Religion
- Affiliation: Orthodox Judaism
- Ecclesiastical or organisational status: Synagogue
- Leadership: Rabbi Sholom Salfer
- Status: Closed

Location
- Location: 8701 Winands Rd, Randallstown, Maryland
- Country: United States
- Coordinates: 39°22′49″N 76°46′54″W﻿ / ﻿39.3803°N 76.7817°W

Architecture
- Type: Synagogue
- Established: 1968

= Winands Road Synagogue Center =

Former Orthodox Jewish congregation in Randallstown, Maryland

Winands Road Synagogue Center was an Orthodox Jewish congregation in Randallstown, Maryland, active from 1968 until its closure in 2019. Formed from the merger of multiple Baltimore congregations, it served as the last synagogue in the Randallstown area and merged with Beth Tfiloh Congregation shortly before discontinuing operations.

== Early history ==
The origins of Winands Road Synagogue Center trace back to an amalgamation of multiple Jewish congregations in the Baltimore area. These congregations included Beth Yehuda, Beth Jacob Anshe Kurland, Kneseth Israel Anshe Sphard, Anshe Kolk-Wolyn, and B’nai Reuben, with Beth Jacob Anshe Kurland being the oldest, established in 1895. In 1968, the merged congregation moved to its location at 8701 Winands Road at the intersection with Carthage Road in Randallstown, Maryland, where it would remain until its closure.

Rabbi Sholom Salfer became the synagogue's spiritual leader in September 1976. Under his leadership, Winands Road Synagogue Center continued to serve a diverse and aging congregation, which included longtime members from other area synagogues that had since closed. Salfer was one of the longest-serving rabbis in the Baltimore area, and his tenure lasted until the synagogue's eventual closure.

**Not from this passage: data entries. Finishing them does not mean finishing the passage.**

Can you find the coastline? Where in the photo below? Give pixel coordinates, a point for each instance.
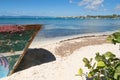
(47, 41)
(68, 53)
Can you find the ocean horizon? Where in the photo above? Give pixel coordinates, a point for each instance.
(60, 27)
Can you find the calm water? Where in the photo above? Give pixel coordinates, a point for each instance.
(57, 27)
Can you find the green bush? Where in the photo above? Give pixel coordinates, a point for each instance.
(105, 67)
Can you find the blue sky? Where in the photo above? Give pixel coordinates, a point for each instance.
(59, 7)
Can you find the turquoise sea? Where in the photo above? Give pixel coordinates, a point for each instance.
(57, 27)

== Community challenges and decline ==
During the 1970s and 1980s, Randallstown and the Liberty Road corridor were home to a thriving Jewish community, with several synagogues, including Adath Yeshurun, Beth Israel, Liberty Jewish Center, Moses Montefiore-Woodmoor Hebrew Congregation, and Temple Emanuel. In March 1990, the congregation celebrated a mortgage burning ceremony, marking the payoff of its mortgage.

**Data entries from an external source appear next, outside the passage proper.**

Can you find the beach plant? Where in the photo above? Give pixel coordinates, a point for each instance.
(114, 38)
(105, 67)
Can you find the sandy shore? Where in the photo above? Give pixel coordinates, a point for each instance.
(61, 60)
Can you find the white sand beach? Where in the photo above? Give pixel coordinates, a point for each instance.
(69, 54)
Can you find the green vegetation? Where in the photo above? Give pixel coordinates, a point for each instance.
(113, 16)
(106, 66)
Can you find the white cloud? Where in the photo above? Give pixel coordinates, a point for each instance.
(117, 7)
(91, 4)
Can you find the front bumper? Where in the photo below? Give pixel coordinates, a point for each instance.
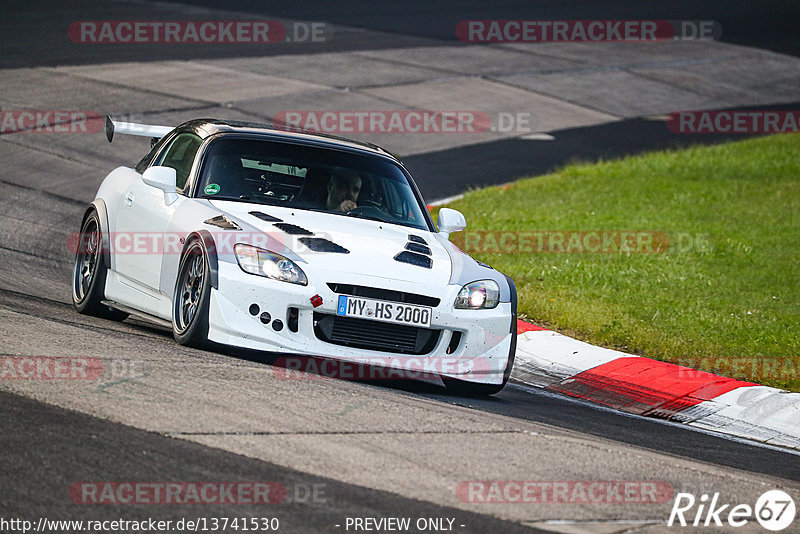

Demographic changes led to a steady decline in the area's Jewish population over the ensuing decades. By the 2000s, the number of active congregants had diminished significantly, with membership down to approximately 100 families. The congregation faced financial difficulties, operating with a budget deficit of $30,000-$40,000 annually in the years leading up to its closure. Winands Road Synagogue continued to hold daily minyanim, with services every morning, evening, and on Shabbat.

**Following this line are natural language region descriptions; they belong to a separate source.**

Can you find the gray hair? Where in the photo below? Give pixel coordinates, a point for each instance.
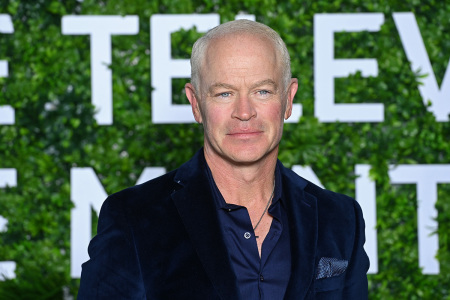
(237, 27)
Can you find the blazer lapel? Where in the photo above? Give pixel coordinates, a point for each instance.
(195, 205)
(302, 217)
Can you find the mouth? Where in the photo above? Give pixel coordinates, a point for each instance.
(245, 134)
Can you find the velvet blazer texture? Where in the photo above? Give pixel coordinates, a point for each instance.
(162, 240)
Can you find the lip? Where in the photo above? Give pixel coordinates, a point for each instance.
(244, 134)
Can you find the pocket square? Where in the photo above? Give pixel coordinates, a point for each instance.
(329, 267)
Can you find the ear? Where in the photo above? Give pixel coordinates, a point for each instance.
(292, 89)
(192, 97)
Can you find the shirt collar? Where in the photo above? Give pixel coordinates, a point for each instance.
(220, 201)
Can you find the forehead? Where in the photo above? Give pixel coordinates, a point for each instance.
(236, 56)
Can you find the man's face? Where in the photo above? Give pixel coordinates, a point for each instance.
(242, 101)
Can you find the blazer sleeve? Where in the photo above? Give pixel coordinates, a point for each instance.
(113, 271)
(356, 286)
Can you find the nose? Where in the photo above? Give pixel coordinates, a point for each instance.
(244, 109)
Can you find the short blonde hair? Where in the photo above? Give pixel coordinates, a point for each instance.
(238, 27)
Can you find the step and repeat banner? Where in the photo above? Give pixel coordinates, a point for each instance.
(92, 102)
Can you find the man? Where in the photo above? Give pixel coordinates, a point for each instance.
(231, 223)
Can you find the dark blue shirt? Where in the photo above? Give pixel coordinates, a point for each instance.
(257, 278)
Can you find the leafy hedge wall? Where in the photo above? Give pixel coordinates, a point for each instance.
(48, 69)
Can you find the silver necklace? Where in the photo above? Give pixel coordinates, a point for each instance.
(267, 206)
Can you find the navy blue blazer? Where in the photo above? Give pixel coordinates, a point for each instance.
(162, 240)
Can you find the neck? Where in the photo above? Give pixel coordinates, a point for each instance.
(247, 185)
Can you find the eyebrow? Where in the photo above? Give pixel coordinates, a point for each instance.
(232, 87)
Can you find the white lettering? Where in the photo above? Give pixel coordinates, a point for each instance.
(307, 173)
(100, 28)
(416, 52)
(164, 68)
(7, 114)
(426, 177)
(8, 177)
(366, 196)
(326, 68)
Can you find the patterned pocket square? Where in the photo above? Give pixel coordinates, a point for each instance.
(329, 267)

=== Decision to close and merge with Beth Tfiloh ===
On November 16, 2016, the synagogue's board of directors passed a resolution to shut down operations, citing a lack of financial resources and the aging of its membership. The congregation initially planned to close by mid-2017, with discussions suggesting it would cease operations after Shavuot of that year, though it remained open until early 2018.

On March 27, 2018, Winands Road Synagogue Center held its final Shabbat services, and shortly thereafter, the board approved a merger with Beth Tfiloh Congregation in Pikesville, Maryland. The merger was effective on March 29, 2018, with Beth Tfiloh's board extending an invitation to Winands Road Synagogue members to join their congregation. On April 14, 2018, Beth Tfiloh formally welcomed the former members of Winands Road Synagogue during Shabbat services.

The final minyan at Winands Road Synagogue Center took place on May 27, 2019. Plans for the property's sale were made following the closure. The synagogue's cemetery was transferred to the Jewish Cemetery Association of Greater Baltimore. Winands Road Synagogue Center's closure marked the end of the Jewish congregation presence in Randallstown.